4 recommendations to get your organisation moving beyond the AI tipping point
Do you remember that day a few years back when your boss, maybe even the boss of your boss entered your office asking why you had not already developed a mobile app for the millions of smartphone early adopters? Probably the same person who believed it was pointless, with limited business impact a few months ago. Well that's the tipping point for technology: the moment in time when your energy moves from convincing everyone that it's worth doing it, to trying to catch up with the demand. We are getting there for AI, and if you don't want to rely only on sheer luck it takes organization and focus. To get you up there successfully I recommend that you set yourself on the journey of doing 4 things.
1 - Industrialize the development of bots
Bots and virtual assistants are a great way of starting to use AI. They are now easier to build, as they start entering our daily lives we accept them better, and they can bring significant operational gains. The challenges are very much in designing great experience, and using AI to manage the cognitive aspects and the ability to automatically get better as people use them.

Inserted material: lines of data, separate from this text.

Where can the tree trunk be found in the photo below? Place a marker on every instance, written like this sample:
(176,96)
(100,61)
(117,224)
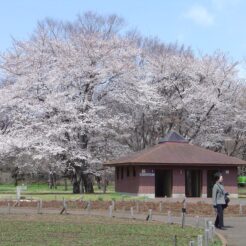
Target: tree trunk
(65,184)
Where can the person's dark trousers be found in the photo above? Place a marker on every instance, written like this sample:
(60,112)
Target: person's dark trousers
(219,222)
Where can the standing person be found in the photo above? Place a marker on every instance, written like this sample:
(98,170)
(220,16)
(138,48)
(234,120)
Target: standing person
(219,200)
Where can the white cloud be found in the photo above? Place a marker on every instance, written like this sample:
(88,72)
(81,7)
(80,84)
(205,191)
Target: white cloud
(200,15)
(222,4)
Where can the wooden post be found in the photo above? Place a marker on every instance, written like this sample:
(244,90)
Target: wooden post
(8,208)
(88,207)
(197,221)
(169,217)
(110,211)
(149,216)
(39,206)
(199,240)
(210,224)
(132,213)
(161,206)
(240,209)
(206,223)
(206,237)
(64,207)
(113,205)
(183,212)
(175,240)
(137,206)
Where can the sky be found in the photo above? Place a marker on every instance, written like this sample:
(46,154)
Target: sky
(206,25)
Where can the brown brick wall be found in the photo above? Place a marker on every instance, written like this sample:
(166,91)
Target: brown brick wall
(146,184)
(178,181)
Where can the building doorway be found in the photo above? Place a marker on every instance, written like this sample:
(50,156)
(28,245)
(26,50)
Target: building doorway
(210,181)
(163,183)
(193,183)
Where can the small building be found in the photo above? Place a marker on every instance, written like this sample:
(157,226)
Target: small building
(174,168)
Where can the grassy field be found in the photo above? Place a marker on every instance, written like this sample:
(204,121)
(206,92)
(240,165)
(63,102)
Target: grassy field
(83,230)
(42,191)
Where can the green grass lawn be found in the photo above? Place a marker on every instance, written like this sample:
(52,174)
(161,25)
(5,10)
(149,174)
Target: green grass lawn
(84,230)
(42,191)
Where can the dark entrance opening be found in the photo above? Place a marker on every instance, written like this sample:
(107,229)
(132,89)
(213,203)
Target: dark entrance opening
(210,181)
(193,183)
(163,183)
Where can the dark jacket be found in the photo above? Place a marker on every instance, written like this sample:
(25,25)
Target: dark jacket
(218,194)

We are in the same situation as mobile applications 10 years ago: exploration will end extremely rapidly, to move to the industrialization phase. That's why you need to get organized: build bot factories now. If you haven’t really started to work on bots, employee centric applications are a great way to ignite (e.g. IT desks & internal service desks).
2 - Have AI preprocess large volumes of data
AI is getting to be very very good at analysing image, voice or text. Google, for instance, reports that they can understand speech better than humans. The more structured the content the better the results are. Spotting a ship in a satellite image, extracting facts from technical or legal documents, or automatically classifiying millions of users’ mail requests are examples of typical use cases where accuracy is outstanding. Algorithms are now scalable, rational substitutes to the man days you allocate to low level data processing. Look for semi-structured images or formal texts to leverage as a very good starting point to ignite this opportunity. If you can choose, don't start with the analysis of potato images or comments from blogs.

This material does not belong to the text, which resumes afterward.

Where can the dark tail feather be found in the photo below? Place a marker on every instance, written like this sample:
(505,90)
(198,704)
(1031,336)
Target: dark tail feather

3 - Explore the potential of human - machine collaboration
AI opens up opportunity to rethink and redesign systems that solve inefficiencies. Sometimes humans are responsible for these inefficiencies, but the answer is not to remove humans from the equation, but to focus on what they are good at: expert rules’ definition, creative processes, result interpretation, global systems supervision... The answer, and a fundamental benefit from AI, lies in the capacity to design and deploy cognitive systems, in which humans and algorithms successfully collaborate, and that improve over time. If you are looking at igniting this collaboration, look at cognitive searches within knowledge databases or supervised semantic market watch as good first application domains.
4 - Build trust and confidence in algorithms
No driver feels safe the first time he lets its hands off the wheel to let a car drive by itself. It takes time, it takes confidence, but we won't get the full benefits of driverless cars if we don't work in making this happen. In the same way companies have to create the conditions to hand over the daily run of some of their key business processes to algorithms. Software automation and process robotics is inevitable, but unless you are a total AI believer, start by focusing on well controlled actions, with high volume, where humans do mechanical and repetitive tasks (e.g. simple back office processes heavy in copy-paste across applications)
As these 4 opportunities show, it makes sense for enterprises to start embracing the potential of AI where it answers well-known pain points. But that cannot be the target. To get the full potential of AI, it will take much more time, effort and commitment. Enterprises need to work out an ambitious plan, to do more than small changes in the way they work. They need a global AI transformation plan, in which people are as important as technologies. Do you also have the feeling that companies need an AI plan?